T. H. Marshall's social citizenship is a political concept first highlighted in his essay, “Citizenship and the Social Class” in 1949.

Overview 
Marshall's concept defines the social responsibilities the state has to its citizens or, as Marshall puts it, “from [granting] the right to a modicum of economic welfare and security to the right to share to the full in the social heritage and to live the life of a civilized being according to the standards prevailing in the society”. One of the key points made by Marshall is his belief in an evolution of rights in England acquired via citizenship, from “civil rights in the eighteenth [century], political in the nineteenth, and social in the twentieth”.  This evolution however, has been criticized by many for only being from the perspective of the white working man. Marshall concludes his essay with three major factors for the evolution of social rights and for their further evolution, listed below: 
 The lessening of the income gap
 “The great extension of the area of common culture and common experience”
 An enlargement of citizenship and more rights granted to these citizens. 
Many of the social responsibilities of a state have since become a major part of many state’s policies (see United States Social Security). However, these have also become controversial issues as there is a debate over whether a citizen truly has the right to education and even more so, to social welfare.

Criticism

From neo-liberals
“Neo-Liberal (Free-Market) ideology [asserts] that state abstention from economic protection is the foundation of a good society”, thus they are diametrically opposed to the social rights proposed by Marshall. Neo-liberals instead suggest that welfare programs (some of the social responsibilities discussed by Marshall to help the poor “effectively utilize their civil and political rights”), have “promoted passivity among the poor, without actually improving their chances, and created a culture of dependency”. They instead suggest (and have implemented) welfare requiring fulfillment of obligations.
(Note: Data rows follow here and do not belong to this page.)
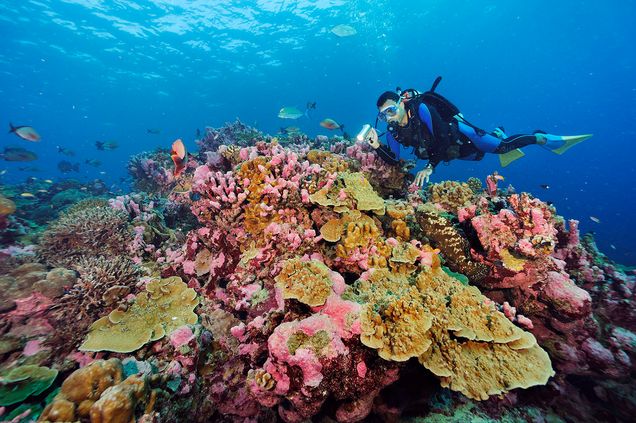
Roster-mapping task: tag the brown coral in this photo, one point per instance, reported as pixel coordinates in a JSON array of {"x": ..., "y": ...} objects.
[
  {"x": 393, "y": 320},
  {"x": 307, "y": 281},
  {"x": 165, "y": 305},
  {"x": 475, "y": 349},
  {"x": 455, "y": 331},
  {"x": 91, "y": 231},
  {"x": 33, "y": 277},
  {"x": 98, "y": 392},
  {"x": 82, "y": 389},
  {"x": 451, "y": 195},
  {"x": 330, "y": 162},
  {"x": 452, "y": 244}
]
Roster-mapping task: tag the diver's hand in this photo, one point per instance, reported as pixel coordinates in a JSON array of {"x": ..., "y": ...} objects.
[
  {"x": 423, "y": 176},
  {"x": 372, "y": 139}
]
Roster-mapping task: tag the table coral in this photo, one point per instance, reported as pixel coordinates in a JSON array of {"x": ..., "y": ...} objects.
[
  {"x": 164, "y": 306},
  {"x": 393, "y": 320},
  {"x": 487, "y": 355}
]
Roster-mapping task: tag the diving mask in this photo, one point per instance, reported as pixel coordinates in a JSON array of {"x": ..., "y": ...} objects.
[{"x": 388, "y": 112}]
Proponents of social citizenship are very critical of the Neo-Liberal ideology, suggesting that it is an “assault on the very principle of citizenship”, and that the Neo-Liberal institution of fulfillment of obligations as requirement for citizenship, because they suggest that citizenship is inherent and that “that is only appropriate to demand fulfillment of the responsibilities after the right to participate is achieved”.

From feminists
Some feminist scholars argue that Marshall’s essay only reflects the perspective of working class white males. His assertion that in England all people were free and had civil rights is false, as only men had any “legal freedom” or ability to exercise political or civil rights. Thus, they argue that Marshall fails to discuss the issue of second-class citizens and that “he takes for granted the gender and racial hierarchies”  within society is a fundamental flaw in his work.

However, while Marshall did not discuss the problems associated with having second-class citizenry, he did acknowledge that “citizenship itself [has] functioned as an architect of social inequality”. Additionally, many feminists see the expansion of social rights as an inherently good thing, especially as today; women in many countries have the same civil and political rights as men. And, feminists see social rights as giving an opportunity to many women to utilize their civil and political rights (just as Marshall suggests white men in England in the 1940s are able to do). Especially as current free-market solutions “[embrace’] a racialized, genderized, and class-biased  vision  of  social  equity  and community solidarity that  favors the interests of the most privileged members  of society”. Without resources, traditional hierarchies, with white men at the top, are unable to be combated.

The contract–charity dichotomy 
Nancy Fraser and Linda Gordon in the essay “Contract versus Charity: Why is there no Social Citizenship in the United States?” expanded on T. H. Marshall's original proposition to look at how gender inequality has led to a dismissal of social citizenship within the United States. They argue that, because men were more powerful in civil society, within the “male sphere”  “contractual relations dominated”, especially in regards to work with wage contracts.  Gradually, the male sphere began to dominate more and more of human relations, and thus contractual relations encroached on more and more areas. Because of “the hegemony of contract… a specifically modern conception of ‘charity’”  was generated as a “complementary other.” Thus, welfare and helping the unfortunate became seen as a form of charity, rather than as an obligation. Because of this viewpoint, the receivers of charity were stigmatized for not “earning” the charity. 
	
Fraser and Gordon also offer a solution to allowing social citizenship to gain popularity within the United States. They suggest that concentrating the focus of civil citizenship from “property-centered to a more solidaristic form” would allow citizens to reestablish ties with their community, something they believe is essential for citizens to have in order to believe in welfare and social citizenship as a whole.

Conclusion
T.H. Marshall published his essay in 1949 and it has had a huge impact on many of the citizenship debates which have followed it. Though the original essay fails to view perspectives other than that of a working class white male, social citizenship not only can be but has been applied to myriad peoples. The United States has realized the  failure of social citizenship, but many industrialized states view social citizenship as their responsibility, even providing welfare outside of their own borders. Marshall’s articulation of the idea of social citizenship was vital to the idea’s proliferation.